Josh Rogin has an intriguing post up over at the Cable, detailing an interview with HPSCI Chairman Mike Rogers (R-MI) concerning the ongoing debate regarding whether to arm the Libyan rebels. There is much worth comment here, but I’ll confine myself to the legal issue that Rep. Rogers raised. Here is the relevant passage:
Rogers wouldn't confirm or deny the report that Obama issued what's known as a "presidential finding" authorizing the intelligence community to begin broadly supporting the Libyan rebels, because such findings are sensitive and classified. But he said that if Obama wanted to arm the rebels, the president would need Rogers' support, which he doesn't yet have.
Of course there are various practical senses in which that claim (that the president would need Rogers’ support) might be true, at least to some extent. But it doesn’t seem that this is the sense of authority that Rogers had in mind. The interview goes on:
"Any covert action that happens would have to get the sign off of the intelligence chairmen, by statute. You won't get a sign off from me," Rogers said referring to National Security Act 47.
Huh? Let’s review the relevant statutes. First we have 50 USC § 413 (“General Congressional Oversight Provisions”):
(a) Reports to Congressional committees of intelligence activities and anticipated activities
(1)The President shall ensure that the congressional intelligence committees are kept fully and currently informed of the intelligence activities of the United States, including any significant anticipated intelligence activity as required by this subchapter.
(2)Nothing in this subchapter shall be construed as requiring the approval of the congressional intelligence committees as a condition precedent to the initiation of any significant anticipated intelligence activity.
Particularly in light of the language at (a)(2), this clearly does not attempt to confer on the oversight committees any direct or formal authority to veto covert action programs (though by providing information about the program it might enable the use of budget or other tools that could achieve such a result indirectly).

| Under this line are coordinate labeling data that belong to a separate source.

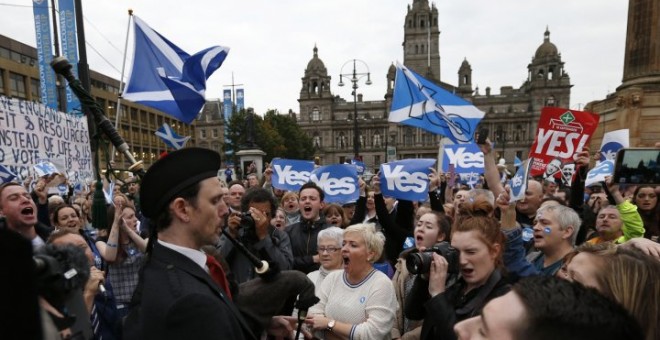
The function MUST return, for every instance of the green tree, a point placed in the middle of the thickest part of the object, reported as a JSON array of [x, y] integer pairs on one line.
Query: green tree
[[277, 135]]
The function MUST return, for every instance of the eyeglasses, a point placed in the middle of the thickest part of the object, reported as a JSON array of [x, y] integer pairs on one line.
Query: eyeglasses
[[330, 250]]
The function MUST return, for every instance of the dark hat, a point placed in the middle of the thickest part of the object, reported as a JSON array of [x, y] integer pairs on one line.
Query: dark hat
[[173, 173]]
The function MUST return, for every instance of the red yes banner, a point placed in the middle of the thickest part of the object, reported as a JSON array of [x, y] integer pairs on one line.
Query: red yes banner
[[561, 133]]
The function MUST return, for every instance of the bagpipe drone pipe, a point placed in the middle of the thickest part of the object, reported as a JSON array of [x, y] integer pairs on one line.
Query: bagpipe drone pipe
[[273, 292]]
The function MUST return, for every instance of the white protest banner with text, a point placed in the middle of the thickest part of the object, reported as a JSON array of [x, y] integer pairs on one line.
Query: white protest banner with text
[[31, 132]]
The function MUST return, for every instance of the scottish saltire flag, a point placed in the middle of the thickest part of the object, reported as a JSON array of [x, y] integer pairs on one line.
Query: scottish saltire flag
[[420, 103], [359, 165], [516, 161], [6, 175], [406, 179], [167, 134], [45, 168], [167, 78], [518, 182], [613, 141], [290, 174], [338, 181], [599, 172]]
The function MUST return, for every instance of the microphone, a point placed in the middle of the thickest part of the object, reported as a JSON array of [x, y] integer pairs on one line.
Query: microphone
[[62, 67]]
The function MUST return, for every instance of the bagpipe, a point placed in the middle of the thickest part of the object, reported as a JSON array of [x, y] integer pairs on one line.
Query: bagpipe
[[273, 293]]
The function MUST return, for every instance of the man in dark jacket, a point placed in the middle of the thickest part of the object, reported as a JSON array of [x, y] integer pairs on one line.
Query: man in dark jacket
[[304, 234], [21, 214], [176, 297]]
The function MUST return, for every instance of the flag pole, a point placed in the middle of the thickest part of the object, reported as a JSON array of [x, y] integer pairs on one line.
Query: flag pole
[[121, 81]]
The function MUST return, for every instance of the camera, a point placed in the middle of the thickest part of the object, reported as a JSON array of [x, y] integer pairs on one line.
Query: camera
[[420, 262], [247, 221]]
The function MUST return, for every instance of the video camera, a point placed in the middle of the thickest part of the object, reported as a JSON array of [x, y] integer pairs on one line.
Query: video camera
[[420, 262]]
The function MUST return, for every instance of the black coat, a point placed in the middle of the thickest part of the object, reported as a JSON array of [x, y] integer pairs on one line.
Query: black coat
[[177, 299], [444, 310]]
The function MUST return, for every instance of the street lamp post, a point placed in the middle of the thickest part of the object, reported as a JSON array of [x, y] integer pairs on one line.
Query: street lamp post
[[355, 77]]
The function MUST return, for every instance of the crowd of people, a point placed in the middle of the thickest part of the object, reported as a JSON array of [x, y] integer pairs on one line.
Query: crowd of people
[[566, 261]]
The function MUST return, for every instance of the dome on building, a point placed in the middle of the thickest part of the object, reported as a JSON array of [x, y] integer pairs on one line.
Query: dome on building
[[391, 72], [547, 49], [315, 65]]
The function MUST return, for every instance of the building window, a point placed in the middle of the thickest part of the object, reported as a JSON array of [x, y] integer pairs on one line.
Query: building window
[[377, 140], [341, 140], [17, 85], [35, 85], [408, 137], [316, 115]]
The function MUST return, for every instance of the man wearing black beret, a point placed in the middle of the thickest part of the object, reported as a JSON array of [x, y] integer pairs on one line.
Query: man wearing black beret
[[177, 297]]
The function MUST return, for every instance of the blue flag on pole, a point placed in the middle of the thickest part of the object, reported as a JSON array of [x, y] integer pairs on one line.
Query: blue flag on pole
[[338, 181], [167, 78], [516, 161], [167, 134], [406, 179], [420, 103]]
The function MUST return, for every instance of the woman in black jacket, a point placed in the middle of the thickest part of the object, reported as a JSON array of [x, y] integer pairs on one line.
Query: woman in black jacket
[[477, 238]]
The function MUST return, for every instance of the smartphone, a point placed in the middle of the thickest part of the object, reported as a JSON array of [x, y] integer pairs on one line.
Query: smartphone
[[483, 134], [637, 166]]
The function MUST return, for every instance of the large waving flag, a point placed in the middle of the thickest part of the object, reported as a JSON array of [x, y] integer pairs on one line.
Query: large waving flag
[[167, 78], [420, 103], [167, 134]]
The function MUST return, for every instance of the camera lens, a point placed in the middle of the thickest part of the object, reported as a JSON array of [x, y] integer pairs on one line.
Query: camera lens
[[418, 263]]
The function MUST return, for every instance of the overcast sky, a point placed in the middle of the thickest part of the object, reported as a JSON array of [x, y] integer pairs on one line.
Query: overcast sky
[[271, 41]]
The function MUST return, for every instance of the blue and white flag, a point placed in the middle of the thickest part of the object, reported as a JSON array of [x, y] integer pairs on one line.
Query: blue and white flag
[[338, 181], [359, 165], [406, 179], [290, 174], [47, 87], [167, 78], [518, 182], [240, 100], [613, 141], [69, 49], [167, 134], [109, 192], [466, 158], [44, 168], [420, 103], [598, 173], [6, 175], [516, 161]]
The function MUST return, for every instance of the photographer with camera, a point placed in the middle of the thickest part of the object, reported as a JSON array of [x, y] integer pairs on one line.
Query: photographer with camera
[[478, 242], [252, 227], [431, 233]]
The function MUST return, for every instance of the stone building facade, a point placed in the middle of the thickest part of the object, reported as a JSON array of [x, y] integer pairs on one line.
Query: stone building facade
[[636, 103], [19, 78], [511, 114]]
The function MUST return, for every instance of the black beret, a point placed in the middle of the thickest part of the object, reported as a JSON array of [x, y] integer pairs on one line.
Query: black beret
[[173, 173]]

What about 50 USC § 413b (“Presidential Approval and Reporting of Covert Actions”)? In relevant part, it provides that (i) the President must issue a “finding” authorizing a covert action (thus precluding presidential deniability); (ii) the finding ordinarily must be reported to the oversightcommittees (or, in exceptional circumstances, just the leadership group usually called the “group of 8”); (iii) such reporting must occur “as soon as possible after such approval and before initiation of the covert action” in question or, failing that, at least in a “timely fashion” thereafter along with an explanation for any delay; and (iv) the DNI or other responsible agency heads have a separate responsibility to keep the oversight committees informed of covert actions they undertake. Again, nothing here suggests a legislative veto (and that’s without getting into the history of the executive-legislative battles that produced this framework; suffice to say that there’s just no way to imply a legislative veto into these laws).
A final problem: Even if one could somehow glean a legislative veto from theseprovisions, it would be unconstitutional under INS v. Chadha.
All of which leads me to wonder if there wasn’t some miscommunication in the Rogin-Rogers interview. I have to believe that Rep. Rogers knows he has no such veto power, and meant to express something more practical about the ways in which he might cause problems (perhaps through the power of the purse, with help from his colleagues) should the administration proceed with a covert action to arm the rebels notwithstanding his policy objections. Or am I missing something obvious? I’m happy to be corrected if so.